As leaders of mathematics, we are in a constant state of reviewing content and instructional practice. We are also often challenged by a district goal of improving student learning at scale. Elizabeth A. City, Richard F. Elmore, Sarah E. Fiarman, and Lee Teitel in a recent publication, Instructional Rounds in Education, state that to improve student learning at scale, there are three things that need to be implemented:

  1. Increase the level of knowledge and skill the teacher brings to the instructional process.
    • How can we design and implement high quality professional development in order to engage teachers in this process?
    • What are the characteristics of high quality mathematics professional development?
    • How do we convince our administrators and superintendents of the urgency of this need?
  2. Increase the level and complexity of the content that students are asked to learn.
    • How can we increase the cognitive demand of a task so that each and every student is challenged and engaged?
    • How do we raise the level of student engagement beyond a memorization level to analyzing, interpreting, and making connections (Margaret Smith, 2000)?
    • How do we engage in systematic and collaborative process to engage educators in meaningful reflections about what occurs daily in classrooms?
  3. Change the role of the student in the instructional process.

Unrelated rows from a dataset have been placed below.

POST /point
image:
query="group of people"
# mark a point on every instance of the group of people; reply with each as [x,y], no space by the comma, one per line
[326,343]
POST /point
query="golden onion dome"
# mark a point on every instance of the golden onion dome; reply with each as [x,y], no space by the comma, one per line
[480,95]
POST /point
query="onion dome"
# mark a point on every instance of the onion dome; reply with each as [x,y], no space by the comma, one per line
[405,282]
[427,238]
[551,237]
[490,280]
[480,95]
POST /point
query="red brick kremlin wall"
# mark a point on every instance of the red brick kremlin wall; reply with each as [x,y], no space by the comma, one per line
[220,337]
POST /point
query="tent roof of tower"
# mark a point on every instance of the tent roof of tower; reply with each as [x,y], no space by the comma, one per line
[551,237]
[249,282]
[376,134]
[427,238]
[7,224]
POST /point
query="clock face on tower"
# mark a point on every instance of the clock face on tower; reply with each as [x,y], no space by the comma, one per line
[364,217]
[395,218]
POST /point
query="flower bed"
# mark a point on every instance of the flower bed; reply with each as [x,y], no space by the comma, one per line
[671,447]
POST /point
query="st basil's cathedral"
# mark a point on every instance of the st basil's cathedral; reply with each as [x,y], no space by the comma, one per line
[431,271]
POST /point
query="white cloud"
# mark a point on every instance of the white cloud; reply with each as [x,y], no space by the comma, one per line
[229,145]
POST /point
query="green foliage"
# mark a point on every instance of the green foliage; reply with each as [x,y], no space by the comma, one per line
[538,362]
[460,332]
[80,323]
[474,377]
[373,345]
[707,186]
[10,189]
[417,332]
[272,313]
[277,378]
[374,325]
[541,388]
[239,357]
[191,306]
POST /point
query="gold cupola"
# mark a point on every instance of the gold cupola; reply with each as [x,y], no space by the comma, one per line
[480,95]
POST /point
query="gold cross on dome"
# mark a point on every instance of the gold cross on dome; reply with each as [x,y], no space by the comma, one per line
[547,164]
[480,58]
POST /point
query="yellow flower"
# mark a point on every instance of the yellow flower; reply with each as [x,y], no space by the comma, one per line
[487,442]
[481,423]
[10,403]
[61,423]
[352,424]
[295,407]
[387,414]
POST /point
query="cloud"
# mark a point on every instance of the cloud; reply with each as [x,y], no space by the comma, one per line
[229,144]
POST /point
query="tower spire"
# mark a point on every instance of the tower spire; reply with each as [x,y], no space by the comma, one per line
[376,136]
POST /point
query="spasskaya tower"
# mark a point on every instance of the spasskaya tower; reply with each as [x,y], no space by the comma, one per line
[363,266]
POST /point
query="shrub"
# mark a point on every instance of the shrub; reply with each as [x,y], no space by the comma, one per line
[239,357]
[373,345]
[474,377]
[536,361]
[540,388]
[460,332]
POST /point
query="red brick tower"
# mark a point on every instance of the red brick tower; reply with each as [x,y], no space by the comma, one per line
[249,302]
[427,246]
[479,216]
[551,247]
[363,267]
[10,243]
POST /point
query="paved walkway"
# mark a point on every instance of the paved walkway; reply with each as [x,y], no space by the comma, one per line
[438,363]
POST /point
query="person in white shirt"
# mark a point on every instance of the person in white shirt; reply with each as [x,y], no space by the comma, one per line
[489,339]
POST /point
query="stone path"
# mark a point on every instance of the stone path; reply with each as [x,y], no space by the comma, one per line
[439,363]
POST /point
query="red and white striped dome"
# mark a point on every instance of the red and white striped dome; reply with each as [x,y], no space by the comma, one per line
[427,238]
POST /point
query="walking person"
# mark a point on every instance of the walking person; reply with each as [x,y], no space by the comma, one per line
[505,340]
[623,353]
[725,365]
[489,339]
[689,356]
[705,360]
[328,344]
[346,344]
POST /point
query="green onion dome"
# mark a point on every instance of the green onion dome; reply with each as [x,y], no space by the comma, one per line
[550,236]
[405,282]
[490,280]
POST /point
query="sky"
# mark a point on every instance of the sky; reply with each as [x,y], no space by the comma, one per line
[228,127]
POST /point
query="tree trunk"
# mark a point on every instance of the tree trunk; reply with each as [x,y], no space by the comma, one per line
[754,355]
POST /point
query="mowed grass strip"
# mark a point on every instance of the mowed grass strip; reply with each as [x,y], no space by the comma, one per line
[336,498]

    Recognizing learning includes specific tactics for improving students' beliefs about their abilities and how and when to recognize them when they achieve. Teachers who understand the value of tapping into students' affective domains for improving achievement employ research-based strategies, such as:

    1. Teach the relationship between effort and achievement. Many stories exist to make the connection with famous people. Draw examples from the well-known as well as the unknown so students recognize success in all situations and under many situations. Encourage students to think about: What does effort look like?
    2. Reinforce effort. Students who are recognized for effort will make the connection between effort and improvement. Students should be helped to internalize the value of effort to make a strong connection between effort and the desired outcome.
    3. Visual representation of effort may increase effort. Students who are helped to design an "effort log" using graphic representation will be more likely to see it in their mind's eye, and refer to it when working.
    4. Create a class effort rubric. A class that shares a common definition for effort will also share the understanding of effort and achievement. If students are in learning groups, on the same teams, or in study groups together, they will have a common language and a shared ideal regarding effort and achievement.
    5. Be careful about how and when recognition is provided. Verbal praise for small or easy tasks can be construed by students as undeserved, and may actually decrease effort. Ensure that praise and rewards are provided because an authentic standard of performance has been achieved. Doing an activity to a predetermined standard may well be worthy of reward and result in increased effort and motivation.
    6. Recognize individual students for personal progress. Winning usually indicates that others have lost, or are "below the winner." When students have personal goals, or reach pre-determined standards of excellence, recognition is for personal achievement, which is unique to each student.
    7. Make clear the real goal of effort. "The harder you try, the more successful you are" is what the act of recognition should communicate to students, not "the harder you try, the more prizes you get." Make this clear to students and apply it in practice. (

These are important things to consider as we move forward in leading our district teachers, administrators, and Board members in supporting actions that truly make a difference in improving teacher practice and student learning.